On 9 Nov 99, at 4:20, Sturle Sunde wrote:

> > perhaps conditional compilation, with each binary incorporating
> > only the routines it needs for that length, could reduce the code
> > footprint and help performance
> 
> It can help if it makes it possible for the compiler to eliminate jumps 
> and branches that way.

Or optimizes jumps & branches. There's a significant performance 
penalty associated with jumping to an instruction which is badly 
aligned with the way in which blocks of code are prefetched for 
decoding.

If unexecuted code is confined to prefetch blocks (and, better still, 
virtual pages) which don't contain code which is actually executed, 
the associated performance penalty is very small to non existent.
> 
> > Or perhaps the compiler and OS already do a good job at keeping only
> > needed program segments in cache, in which case the problem lies yet
> > elsewhere.
> 
> Usualy.

This actually has a lot to do with the hardware. It's not the size of 
the cache so much as its organization. If the L1 data cache uses e.g. 
32 byte lines, like the Pentium, and is only 4-way associative, you 
have direct access to _at most_ only 128 bytes of data - however big 
the cache itself is. Worse, if you access data in such a way that 
there are multiples of 128 bytes between accessed elements, you will 
in effect be using only one cache line, and you will get at least 
four times as many cache misses as you'd expect! The L2 cache helps 
you out of this particular hole, but there's still a performance 
penalty. This is an example of the sort of situation that compiler 
writers find quite hard to deal with.

Also there's the point that we're dealing with virtual machines. The 
best example I can think of to illustrate this is the old VAX problem 
of initializing a square array:

                DIMENSION A(1000,1000)
                DO 10 J=1,1000
                DO 10 I=1,1000
10              A(I,J)=0.0

runs very many times faster (well over 100 times!) if you simply swap 
round the DO statements (assuming that you have a maximum working set 
size of  512 pages = 256KB, which was typical on early VAX 
installations).

The reason is that one way writes the elements in virtual memory 
order, with just one demand-zero page fault on first access and just 
one write dirty page fault on completion; running by "columns" 
instead of "rows" generates 127 extra re-read and write dirty page 
faults for each of the 7813 pages referenced. And, with a small 
working set, many of the page faults would result in actual I/O to 
the swap/page file as well as the overhead of actually resolving 
virtual addresses to physical.

If you're writing in C, you'd probably use pointers instead of array 
subscripts to do this particular job; but the required order of the 
loops for efficient operation would be _reversed_ compared with 
Fortran.

You really do need to use profiling tools to evaluate code; you also 
need detailed knowledge of the architecture you're working with in 
order to get things really well optimized.

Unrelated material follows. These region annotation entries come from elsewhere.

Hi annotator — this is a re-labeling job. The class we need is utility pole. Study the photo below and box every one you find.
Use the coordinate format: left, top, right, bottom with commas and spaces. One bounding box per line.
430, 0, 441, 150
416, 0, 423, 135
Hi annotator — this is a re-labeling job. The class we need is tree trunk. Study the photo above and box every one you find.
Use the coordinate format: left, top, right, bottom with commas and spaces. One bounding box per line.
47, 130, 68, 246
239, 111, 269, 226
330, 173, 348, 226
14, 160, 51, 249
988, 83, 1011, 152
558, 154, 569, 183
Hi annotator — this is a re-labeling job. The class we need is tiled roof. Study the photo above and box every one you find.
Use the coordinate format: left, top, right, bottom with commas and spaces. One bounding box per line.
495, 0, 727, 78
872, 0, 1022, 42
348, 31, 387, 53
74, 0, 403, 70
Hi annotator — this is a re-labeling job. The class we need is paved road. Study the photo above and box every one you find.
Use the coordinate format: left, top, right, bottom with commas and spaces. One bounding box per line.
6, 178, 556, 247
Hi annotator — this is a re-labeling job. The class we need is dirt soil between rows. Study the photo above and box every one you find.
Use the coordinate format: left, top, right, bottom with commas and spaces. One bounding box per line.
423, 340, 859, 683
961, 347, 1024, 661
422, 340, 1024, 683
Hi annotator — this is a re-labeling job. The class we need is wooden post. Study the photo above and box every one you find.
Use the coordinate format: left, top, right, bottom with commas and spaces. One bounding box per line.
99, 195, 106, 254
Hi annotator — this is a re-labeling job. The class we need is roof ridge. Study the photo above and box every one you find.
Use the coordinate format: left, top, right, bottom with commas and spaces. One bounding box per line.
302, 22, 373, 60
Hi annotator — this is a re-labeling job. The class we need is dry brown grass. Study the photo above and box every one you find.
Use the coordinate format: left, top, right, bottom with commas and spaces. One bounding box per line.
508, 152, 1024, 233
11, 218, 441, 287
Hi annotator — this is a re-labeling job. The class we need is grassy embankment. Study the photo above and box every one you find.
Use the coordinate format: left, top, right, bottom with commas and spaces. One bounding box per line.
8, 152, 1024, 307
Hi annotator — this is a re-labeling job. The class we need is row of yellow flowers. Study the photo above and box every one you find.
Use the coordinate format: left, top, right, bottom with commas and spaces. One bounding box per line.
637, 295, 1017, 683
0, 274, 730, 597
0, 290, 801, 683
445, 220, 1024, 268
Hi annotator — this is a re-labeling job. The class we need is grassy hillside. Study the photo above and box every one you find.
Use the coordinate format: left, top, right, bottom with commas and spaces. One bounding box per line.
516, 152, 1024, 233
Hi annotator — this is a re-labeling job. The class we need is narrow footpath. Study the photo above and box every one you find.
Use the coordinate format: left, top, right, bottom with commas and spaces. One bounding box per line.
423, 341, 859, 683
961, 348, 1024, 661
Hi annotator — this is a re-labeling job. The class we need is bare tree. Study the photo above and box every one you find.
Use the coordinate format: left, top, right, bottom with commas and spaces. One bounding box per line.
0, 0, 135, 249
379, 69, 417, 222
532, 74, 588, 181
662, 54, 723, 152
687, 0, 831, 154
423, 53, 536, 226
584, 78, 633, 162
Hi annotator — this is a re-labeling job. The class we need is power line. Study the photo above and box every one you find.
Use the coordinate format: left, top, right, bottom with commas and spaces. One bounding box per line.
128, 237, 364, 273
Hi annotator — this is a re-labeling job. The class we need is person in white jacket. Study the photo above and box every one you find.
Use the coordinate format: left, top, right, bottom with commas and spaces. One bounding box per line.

Compiler design & implemetation can and does make a significant 
difference, but we're a long way from being able to tell a compiler, 
e.g., "Make me a program to LL test Mersenne numbers; I care about 
execution speed at the expense of everything else".

> The only secure way to get this right is to use good profiling feedback 
> which can record information of how often each variable and constant is 
> needed, find patterns in how the program accesses what memory, where 
> branches tend to go, etc, and then use this information to optimize 
> register allocations, prefetching, etc in a second pass trough the 
> compiler.

Actually you need to repeat this step until every change you try 
makes things worse rather than better.